La Ligue de défense anglaise – qui n’est pas un parti politique mais plutôt une bande de voyous et de violents composés du même genre d’hommes blancs de la classe ouvrière qui formaient la base des chemises noires de Mosley – a décrit le lien qui les unissait à Israël. dans les termes suivants : « À bien des égards, il y a des parallèles à établir entre la radicalisation qui a infecté les Palestiniens et leurs partisans et la radicalisation qui continue de se multiplier dans les mosquées britanniques. De cette façon au moins, le peuple d’Angleterre et le peuple d’Israël ont beaucoup de points communs. »

Ne vous laissez pas berner. Dans le discours de la droite européenne, « extrémisme » et « radicalisme » à l’égard de l’Islam sont des termes utilisés pour exprimer des préoccupations et des préjugés plus profonds, afin d’élargir l’attrait du mouvement. Les ouvertures vers la sécurité existentielle d’Israël en tant que rempart au Moyen-Orient sont, à un certain égard, une extension de ce désir d’une acceptation plus large et d’une désintoxication de l’extrême droite.

Mais la coopération mutuelle entre les franges israélienne et européenne peut peut-être être mieux attribuée à une obsession commune pour le sang, le sol et la démographie, ainsi qu’à une opposition au multiculturalisme et à un désir de façonner des États mono-ethniques et mono-religieux.

Le nombre de musulmans en Europe a augmenté, passant de 29,6 millions en 1990 à 44,1 millions en 2010. Les musulmans représentent désormais 10 % de la population totale en France. La crainte, exprimée ici par le Parti national britannique (BNP), est que parce que la « population excédentaire » du monde musulman « colonise actuellement » le continent, « le peuple britannique autochtone ne deviendra une minorité ethnique dans [their] propre pays d’ici 60 ans – et probablement plus tôt.

Les factions de droite diabolisent ainsi les immigrés musulmans en les qualifiant d’inculcateurs de maladies nationales. Le BNP accuse à nouveau l’immigration de « taux de criminalité plus élevés, d’une demande de logements plus importante, de listes d’attente plus longues à l’hôpital, de niveaux d’éducation inférieurs et d’un chômage plus élevé ».

À une époque où la part des Juifs dans la population totale d’Israël diminue, Avigdor Lieberman s’élève contre une solution à deux États qui appelle à « un territoire palestinien sans population juive et un État juif avec un groupe minoritaire représentant plus de 20 % de la population ». population générale », les Arabes. Son parti, Yisrael Beiteinu, a décrit les Arabes israéliens comme une cinquième colonne « susceptible de servir d’agents terroristes au nom de l’Autorité palestinienne ».
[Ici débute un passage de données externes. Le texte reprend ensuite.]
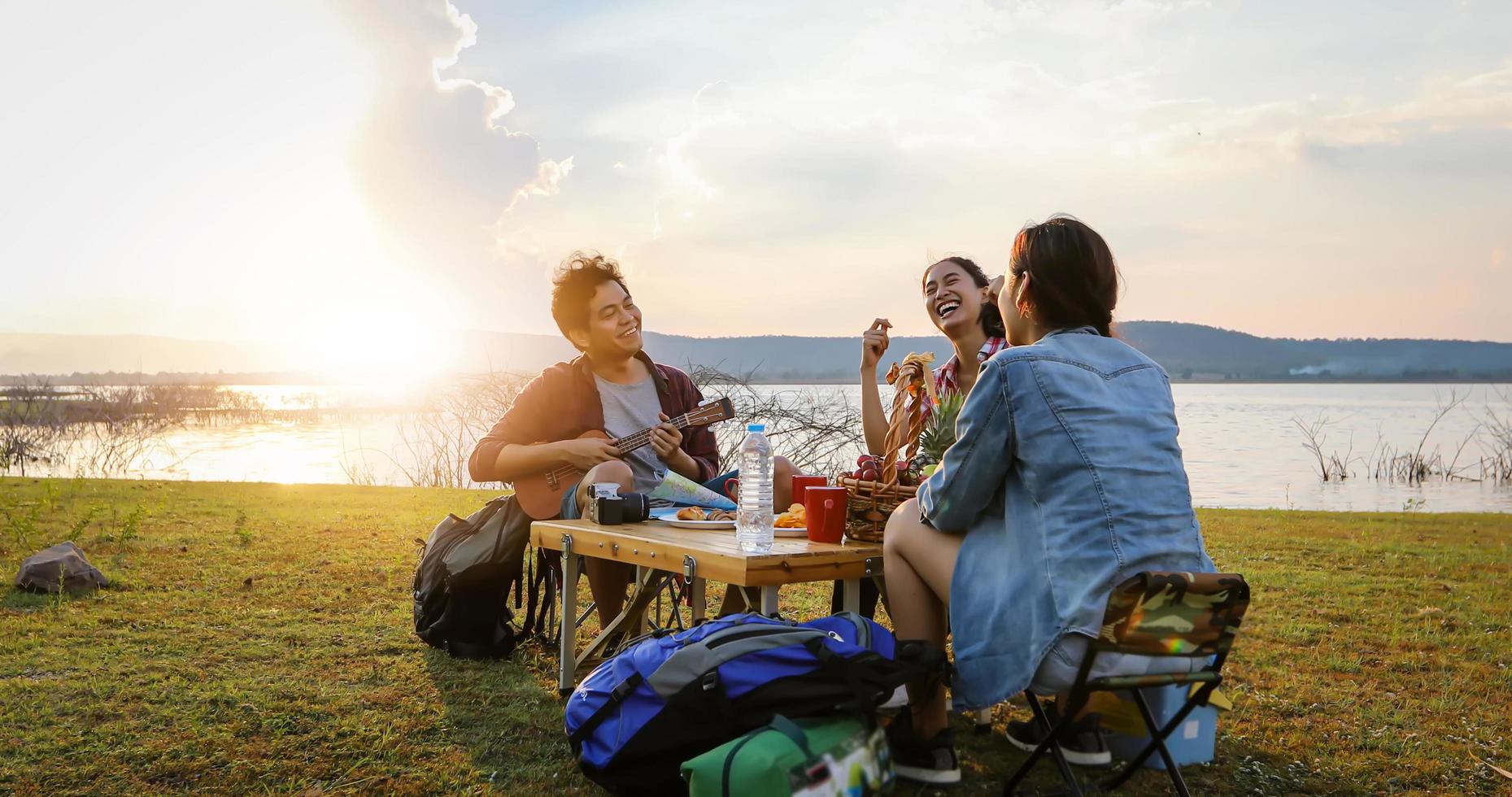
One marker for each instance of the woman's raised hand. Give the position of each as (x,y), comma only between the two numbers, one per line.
(874,344)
La droite religieuse en Israël a également courtisé la frange européenne, le député Nissam Ze’ev (Shas) affirmant qu’« en fin de compte, ce qui est important, c’est leur attitude, le fait qu’ils aiment vraiment Israël ».
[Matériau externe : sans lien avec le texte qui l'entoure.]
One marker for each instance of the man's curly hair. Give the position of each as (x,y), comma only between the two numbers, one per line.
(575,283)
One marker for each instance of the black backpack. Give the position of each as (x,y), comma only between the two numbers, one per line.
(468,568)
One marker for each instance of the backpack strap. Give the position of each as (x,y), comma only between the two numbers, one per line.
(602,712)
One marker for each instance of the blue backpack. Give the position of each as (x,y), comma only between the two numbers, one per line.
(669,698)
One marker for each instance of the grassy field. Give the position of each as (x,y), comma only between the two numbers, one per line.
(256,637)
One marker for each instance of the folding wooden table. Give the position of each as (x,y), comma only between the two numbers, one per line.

D’un côté, il est tentant d’affirmer que des partis tels que le Shas et Yisrael Beiteinu flirtent avec l’extrême droite dans le cadre de leur stratégie visant à gagner le plus d’amis possible, à un moment où les politiques du gouvernement de Netanyahu s’aliènent les alliés à travers le monde. L’Europe . Cela expliquerait certainement la récente séance photo de Ron Prosor, l’ambassadeur d’Israël auprès des Nations Unies, avec Marine Le Pen, leader du Front National français. Compte tenu de la propension du père de Le Pen à minimiser l’Holocauste, l’axiome crasseux « l’ennemi de mon ennemi est mon ami » a rarement été aussi pertinent.
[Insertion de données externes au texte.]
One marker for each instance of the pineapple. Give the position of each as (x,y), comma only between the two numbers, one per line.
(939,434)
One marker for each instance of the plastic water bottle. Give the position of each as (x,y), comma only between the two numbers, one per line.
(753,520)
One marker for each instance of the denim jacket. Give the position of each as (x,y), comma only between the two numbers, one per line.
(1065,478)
D’une manière générale, cela pourrait être une évaluation juste, mais il est également évident que pour certains membres de la Knesset, quelque chose de bien plus sinistre est à l’œuvre. Ces représentants ont conclu un pacte faustien avec la lie de l’Europe dans l’espoir d’obtenir un soutien en faveur d’un État juif débarrassé de sa population musulmane ; et pour ceux de droite religieuse, pour un État fondé sur une forme extrême de judaïsme orthodoxe. Il s’agit d’un accord dont rien de bon ne peut résulter.

Liam Hoare est écrivain indépendant et étudiant diplômé à la School of Slavonic and East European Studies de l’University College de Londres.